A team from RCSI has created a new biomaterial that, pending clinical trials, could be used to help heal bones significantly faster than before.
Researchers from the Royal College of Surgeons in Ireland (RCSI) have described their new biomaterial as “very promising”. Writing in the journal Biomaterials, they said this new material has the potential to help heal bones significant faster by enhancing adults’ stem cell regenerative ability.
The development is based on the team’s previous discovery of a molecule called JNK3, a key driver of children’s stem cells, which are more sensitive to their environment and better at regenerating than those in adults. This, in part, explains how children’s bones can heal quicker and better.

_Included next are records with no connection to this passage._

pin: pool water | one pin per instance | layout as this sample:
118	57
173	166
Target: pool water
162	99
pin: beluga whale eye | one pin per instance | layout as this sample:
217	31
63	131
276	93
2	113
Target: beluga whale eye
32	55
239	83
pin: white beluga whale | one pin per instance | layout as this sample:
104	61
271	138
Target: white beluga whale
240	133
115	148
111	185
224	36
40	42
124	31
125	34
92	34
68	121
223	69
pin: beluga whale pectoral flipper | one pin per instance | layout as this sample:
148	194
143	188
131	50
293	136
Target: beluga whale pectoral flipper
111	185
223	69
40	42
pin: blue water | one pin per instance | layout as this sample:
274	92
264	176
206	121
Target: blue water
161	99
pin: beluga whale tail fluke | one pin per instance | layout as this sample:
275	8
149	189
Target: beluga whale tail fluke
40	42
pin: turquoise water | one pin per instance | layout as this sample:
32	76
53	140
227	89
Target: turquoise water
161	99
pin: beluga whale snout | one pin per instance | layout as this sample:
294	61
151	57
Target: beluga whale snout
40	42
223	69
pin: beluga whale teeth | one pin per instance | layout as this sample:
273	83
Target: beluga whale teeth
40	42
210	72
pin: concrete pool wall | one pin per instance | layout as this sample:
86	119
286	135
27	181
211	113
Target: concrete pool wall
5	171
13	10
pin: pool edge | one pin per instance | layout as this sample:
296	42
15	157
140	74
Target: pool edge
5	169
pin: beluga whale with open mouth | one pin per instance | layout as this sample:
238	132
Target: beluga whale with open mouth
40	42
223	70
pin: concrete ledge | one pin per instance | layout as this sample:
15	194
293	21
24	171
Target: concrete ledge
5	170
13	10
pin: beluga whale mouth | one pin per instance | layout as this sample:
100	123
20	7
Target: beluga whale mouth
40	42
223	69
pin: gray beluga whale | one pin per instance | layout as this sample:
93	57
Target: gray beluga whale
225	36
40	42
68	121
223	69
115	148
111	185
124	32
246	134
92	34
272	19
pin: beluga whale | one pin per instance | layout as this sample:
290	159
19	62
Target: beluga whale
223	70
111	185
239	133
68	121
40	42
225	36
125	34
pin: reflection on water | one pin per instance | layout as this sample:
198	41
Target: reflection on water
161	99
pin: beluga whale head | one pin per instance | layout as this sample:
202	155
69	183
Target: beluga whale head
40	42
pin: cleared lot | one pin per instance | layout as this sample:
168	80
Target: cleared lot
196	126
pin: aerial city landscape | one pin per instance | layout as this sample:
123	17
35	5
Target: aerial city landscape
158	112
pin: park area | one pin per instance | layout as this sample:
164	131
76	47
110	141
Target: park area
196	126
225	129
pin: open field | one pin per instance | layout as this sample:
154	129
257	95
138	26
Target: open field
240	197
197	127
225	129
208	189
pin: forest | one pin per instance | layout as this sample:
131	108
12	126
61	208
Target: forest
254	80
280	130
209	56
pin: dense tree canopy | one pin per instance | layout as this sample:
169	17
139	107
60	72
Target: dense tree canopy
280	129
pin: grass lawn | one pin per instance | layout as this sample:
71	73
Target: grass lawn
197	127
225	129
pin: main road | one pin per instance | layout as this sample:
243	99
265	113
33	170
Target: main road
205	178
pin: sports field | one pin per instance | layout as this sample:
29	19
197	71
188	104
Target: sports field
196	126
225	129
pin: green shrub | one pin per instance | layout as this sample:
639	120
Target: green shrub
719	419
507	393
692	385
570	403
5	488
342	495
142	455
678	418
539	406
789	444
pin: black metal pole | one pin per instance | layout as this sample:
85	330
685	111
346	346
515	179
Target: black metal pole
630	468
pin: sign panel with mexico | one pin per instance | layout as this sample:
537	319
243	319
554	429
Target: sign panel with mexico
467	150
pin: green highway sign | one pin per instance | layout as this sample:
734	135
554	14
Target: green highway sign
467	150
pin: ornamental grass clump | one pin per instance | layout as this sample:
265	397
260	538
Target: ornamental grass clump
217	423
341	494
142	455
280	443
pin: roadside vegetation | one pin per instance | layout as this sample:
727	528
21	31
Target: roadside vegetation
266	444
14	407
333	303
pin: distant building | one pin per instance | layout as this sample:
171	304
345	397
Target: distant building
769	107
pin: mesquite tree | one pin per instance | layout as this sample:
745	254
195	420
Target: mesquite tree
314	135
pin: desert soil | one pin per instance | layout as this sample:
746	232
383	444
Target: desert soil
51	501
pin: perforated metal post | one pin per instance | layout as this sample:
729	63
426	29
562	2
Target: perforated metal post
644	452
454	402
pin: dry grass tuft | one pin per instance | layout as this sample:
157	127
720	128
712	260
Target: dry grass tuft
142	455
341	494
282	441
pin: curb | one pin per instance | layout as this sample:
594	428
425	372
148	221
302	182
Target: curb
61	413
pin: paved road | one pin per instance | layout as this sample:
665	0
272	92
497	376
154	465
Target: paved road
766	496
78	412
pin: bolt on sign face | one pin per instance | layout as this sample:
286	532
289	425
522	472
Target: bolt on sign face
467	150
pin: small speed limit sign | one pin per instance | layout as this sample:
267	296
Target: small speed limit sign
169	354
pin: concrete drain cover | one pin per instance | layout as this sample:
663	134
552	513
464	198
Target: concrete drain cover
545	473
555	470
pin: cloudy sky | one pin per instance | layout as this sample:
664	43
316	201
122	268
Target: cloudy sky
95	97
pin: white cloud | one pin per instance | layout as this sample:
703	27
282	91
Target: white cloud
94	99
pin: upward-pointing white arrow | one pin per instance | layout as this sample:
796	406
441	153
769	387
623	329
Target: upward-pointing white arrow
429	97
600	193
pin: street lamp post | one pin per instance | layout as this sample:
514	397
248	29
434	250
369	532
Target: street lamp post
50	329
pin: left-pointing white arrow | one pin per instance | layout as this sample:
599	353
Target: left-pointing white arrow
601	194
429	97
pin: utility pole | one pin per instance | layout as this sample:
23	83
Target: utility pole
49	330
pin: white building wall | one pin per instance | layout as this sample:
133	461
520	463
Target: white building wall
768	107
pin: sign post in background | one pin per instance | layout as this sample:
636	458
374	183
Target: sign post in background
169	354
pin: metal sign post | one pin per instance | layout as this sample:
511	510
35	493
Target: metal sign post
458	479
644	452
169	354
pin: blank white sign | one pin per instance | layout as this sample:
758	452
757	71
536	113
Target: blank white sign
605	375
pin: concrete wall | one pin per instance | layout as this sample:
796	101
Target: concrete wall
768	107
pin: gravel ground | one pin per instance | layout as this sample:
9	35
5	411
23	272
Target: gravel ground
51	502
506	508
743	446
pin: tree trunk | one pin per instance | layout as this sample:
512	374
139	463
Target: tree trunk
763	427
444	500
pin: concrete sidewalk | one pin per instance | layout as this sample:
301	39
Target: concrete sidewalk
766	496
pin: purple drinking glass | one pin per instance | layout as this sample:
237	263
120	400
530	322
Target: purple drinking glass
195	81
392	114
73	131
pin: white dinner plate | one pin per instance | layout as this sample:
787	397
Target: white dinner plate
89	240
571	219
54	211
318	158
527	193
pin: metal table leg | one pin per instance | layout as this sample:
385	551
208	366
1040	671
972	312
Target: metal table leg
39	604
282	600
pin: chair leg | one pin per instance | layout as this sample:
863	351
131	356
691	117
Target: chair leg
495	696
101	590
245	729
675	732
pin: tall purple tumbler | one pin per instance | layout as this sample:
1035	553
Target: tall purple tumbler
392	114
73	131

With this knowledge, the RCSI biomaterial attempts to mimic the structure of bone tissue and incorporates nanoparticles that activate JNK3.
So far, pre-clinical modelling has shown the biomaterial to quickly repair large bone defects and reduce inflammation after one month of use. The researchers also said that it proved to be safer and as effective as drug-loaded biomaterials for bone repair, which have been associated with side effects including cancer or infection.
More testing needed
“While more testing is needed before we can begin clinical trials, these results are very promising,” said Prof Fergal O’Brien, the study’s principal investigator and RCSI’s director of research and innovation.
“This study has shown that understanding stem cell mechanobiology can help identify alternative therapeutic molecules for repairing large defects in bone, and potentially other body tissues.”
The research was carried out by members of the Tissue Engineering Research Group (TERG) and the Science Foundation Ireland AMBER Centre, in collaboration with a team from Children’s Health Ireland at Temple Street Hospital.
Dr Arlyng Gonzalez Vazquez, a research fellow at TERG and first author of the study, added: “We have now proven that identifying mechanobiology-inspired therapeutic targets can be used to engineer smart biomaterials that recreate children’s superior healing capacity in adults’ stem cells. We are using the same strategy to develop a novel biomaterial for cartilage repair in adults.”